As I hinted in the introduction to this article, an operating system consists of numerous pieces of cooperating software. In the free software world these are all individual projects. There are very many ways of assembling these various software components into a complete system. You could either do it yourself, or simply use a pre-assembled collection, a so-called 'distribution'. These are all compatible nowadays — a program written for Linux will run on any of them.

There are very many distributions of Linux. Some are commercial, many more are free. Each has it's own focus and it's own strengths. It's like having different models of car. All cars are made up of various parts, but some are good for long-distance family travel, others are best for just going really fast...

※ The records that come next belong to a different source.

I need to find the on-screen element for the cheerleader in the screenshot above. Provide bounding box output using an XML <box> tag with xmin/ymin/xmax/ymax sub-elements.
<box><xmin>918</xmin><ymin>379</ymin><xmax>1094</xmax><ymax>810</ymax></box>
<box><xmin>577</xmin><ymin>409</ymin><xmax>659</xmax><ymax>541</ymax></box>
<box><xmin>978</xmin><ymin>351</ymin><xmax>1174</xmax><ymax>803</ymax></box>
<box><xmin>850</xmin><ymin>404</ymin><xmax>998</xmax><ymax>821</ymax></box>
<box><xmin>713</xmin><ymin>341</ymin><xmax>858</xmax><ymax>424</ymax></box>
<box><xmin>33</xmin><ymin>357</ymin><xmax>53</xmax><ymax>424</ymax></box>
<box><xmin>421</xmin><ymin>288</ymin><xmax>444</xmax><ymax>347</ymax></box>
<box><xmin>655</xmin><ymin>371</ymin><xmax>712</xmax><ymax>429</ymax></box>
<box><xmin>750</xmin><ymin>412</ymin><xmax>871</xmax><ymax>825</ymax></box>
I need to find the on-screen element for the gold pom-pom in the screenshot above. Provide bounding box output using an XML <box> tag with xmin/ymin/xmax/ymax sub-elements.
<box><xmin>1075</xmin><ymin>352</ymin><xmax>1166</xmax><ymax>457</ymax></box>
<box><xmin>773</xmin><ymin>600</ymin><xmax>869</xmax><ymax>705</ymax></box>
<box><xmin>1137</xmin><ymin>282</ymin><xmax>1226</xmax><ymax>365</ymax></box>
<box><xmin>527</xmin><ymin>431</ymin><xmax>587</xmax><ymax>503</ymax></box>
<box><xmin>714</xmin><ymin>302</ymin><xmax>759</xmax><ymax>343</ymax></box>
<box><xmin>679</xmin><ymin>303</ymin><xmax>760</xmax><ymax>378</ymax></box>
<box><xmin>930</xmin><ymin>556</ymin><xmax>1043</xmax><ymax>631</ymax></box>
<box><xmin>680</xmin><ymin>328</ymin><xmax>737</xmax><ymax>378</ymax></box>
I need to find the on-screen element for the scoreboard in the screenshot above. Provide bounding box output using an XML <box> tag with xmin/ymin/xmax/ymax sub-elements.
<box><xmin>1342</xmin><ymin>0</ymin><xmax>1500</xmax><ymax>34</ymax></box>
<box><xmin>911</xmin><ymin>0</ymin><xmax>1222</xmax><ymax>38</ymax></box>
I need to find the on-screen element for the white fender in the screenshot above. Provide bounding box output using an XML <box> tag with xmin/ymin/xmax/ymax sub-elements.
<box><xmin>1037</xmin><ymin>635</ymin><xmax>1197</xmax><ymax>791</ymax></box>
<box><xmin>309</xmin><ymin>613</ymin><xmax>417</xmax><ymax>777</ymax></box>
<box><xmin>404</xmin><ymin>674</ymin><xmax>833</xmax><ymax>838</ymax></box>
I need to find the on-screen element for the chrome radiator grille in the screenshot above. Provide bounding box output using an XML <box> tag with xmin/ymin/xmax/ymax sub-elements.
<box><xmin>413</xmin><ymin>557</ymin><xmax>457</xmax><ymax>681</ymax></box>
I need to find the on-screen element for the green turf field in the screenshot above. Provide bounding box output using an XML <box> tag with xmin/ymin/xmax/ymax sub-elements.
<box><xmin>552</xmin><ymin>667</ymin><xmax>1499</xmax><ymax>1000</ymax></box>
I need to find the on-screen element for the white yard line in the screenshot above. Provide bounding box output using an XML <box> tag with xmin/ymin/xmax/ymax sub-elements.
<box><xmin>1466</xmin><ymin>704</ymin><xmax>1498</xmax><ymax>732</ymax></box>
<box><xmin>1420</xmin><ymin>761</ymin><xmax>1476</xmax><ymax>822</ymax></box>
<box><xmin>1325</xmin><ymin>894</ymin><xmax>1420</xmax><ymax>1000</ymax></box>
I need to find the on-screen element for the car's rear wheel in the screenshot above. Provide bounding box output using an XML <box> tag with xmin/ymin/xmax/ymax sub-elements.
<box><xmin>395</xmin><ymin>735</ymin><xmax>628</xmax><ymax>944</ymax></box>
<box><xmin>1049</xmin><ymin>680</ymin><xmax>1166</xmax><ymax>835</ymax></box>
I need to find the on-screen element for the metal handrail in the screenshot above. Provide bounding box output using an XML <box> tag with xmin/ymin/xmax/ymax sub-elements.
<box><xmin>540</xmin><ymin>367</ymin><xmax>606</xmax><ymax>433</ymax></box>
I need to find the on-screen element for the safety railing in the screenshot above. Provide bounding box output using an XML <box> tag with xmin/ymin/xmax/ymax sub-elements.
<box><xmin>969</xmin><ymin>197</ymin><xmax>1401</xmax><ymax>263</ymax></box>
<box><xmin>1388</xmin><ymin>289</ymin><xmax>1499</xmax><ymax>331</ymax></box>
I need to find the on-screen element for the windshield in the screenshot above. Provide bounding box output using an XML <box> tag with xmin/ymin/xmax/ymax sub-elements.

I currently use three different free Linux distributions. A feature common to all of them is superb version control. In most cases you can upgrade all the software on your computer (not just the operating system) with a single command.

Continuing with the vehicle analogy, I'll give each a quick run down here to (hopefully) convey that this array of choices is actually a good thing...

Ubuntu Linux logo

Ubuntu Linux

The family sedan. This is what I use on my mother-in-laws computer. It's extremely easy to use and install, and quite um... novice proof. The distribution's byline is: 'Linux for human beings' (I guess computer geeks aren't even human...).
Gentoo Linux Logo

Gentoo Linux

The hot-rod. I use this on my personal machine. The focus is more on power and flexibility than ease of use. You can configure your installation to an alarming degree. It's great for programmers or power users who are seeking a little more 'street cred'.
Debian Linux Logo

Debian

The tank. This is what all my servers run on. Debian has a very strong focus on stability. Automated security updates and very well tested versions of programs are it's main strengths.

You could of course just find a distribution you like and use the same distribution for your servers, secretaries, and engineers — like Windows users have to.